In this short section Aristotle says personal excellence is based on strong education and good habits; such a background also makes a good leader. Again, virtue is the foremost factor in who should rule.


Regimes have many kinds of leaders. Aristotle believes the multitudes rule most successfully. Two leaders are always better than one, even if individually they are less than optimally strong. Having more people in leadership can ensure sounder decisions, since these decisions are never made to benefit just one person. Two leaders can also judge each other. Although the multitude is best, some cities may have a superior individual called to kingship. Some individuals are strong and virtuous and can unify a city. Some may want kings to serve for only specific periods, as during wars.

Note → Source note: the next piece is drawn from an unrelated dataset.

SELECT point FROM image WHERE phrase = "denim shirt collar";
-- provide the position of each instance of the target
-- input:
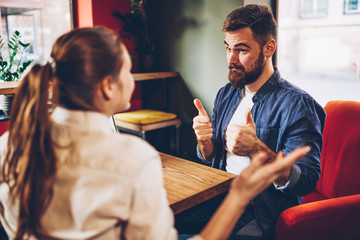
(262, 93)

As he reiterates throughout the book, Aristotle believes the purpose of politics is to make people—that is, men—more virtuous. Although Aristotle continually argues that those with nonpolitical rule are important, he clearly would not favor a true democracy, in which all adults could participate, as his ideal form of government. Throughout history, various repressive methods have been used to ensure that only elites participate politically. Historians believe Aristotle sent his students around Greece to collect data from different city-states so he could study how they function. He sorted these data to determine the different kinds of regimes he examines in Politics.

Aristotle believes having more than one leader reflects an important idea: citizens' attitudes toward a regime are essential to its success. People believe a government led by multiple people is more moderate and less prone to corruption. However, directly following the political forms of ancient Greece, more monarchies and top-down methods of governing won favor. Moderate regimes last longer than those in which individual leaders become tyrannical. Groups of leaders are still susceptible to temptation, but they tend to monitor one another and remain more aware of citizens' needs. Governments need to consider all the individuals living in the regime, which is why many of Aristotle's tactics work only for rule of smaller groups of people.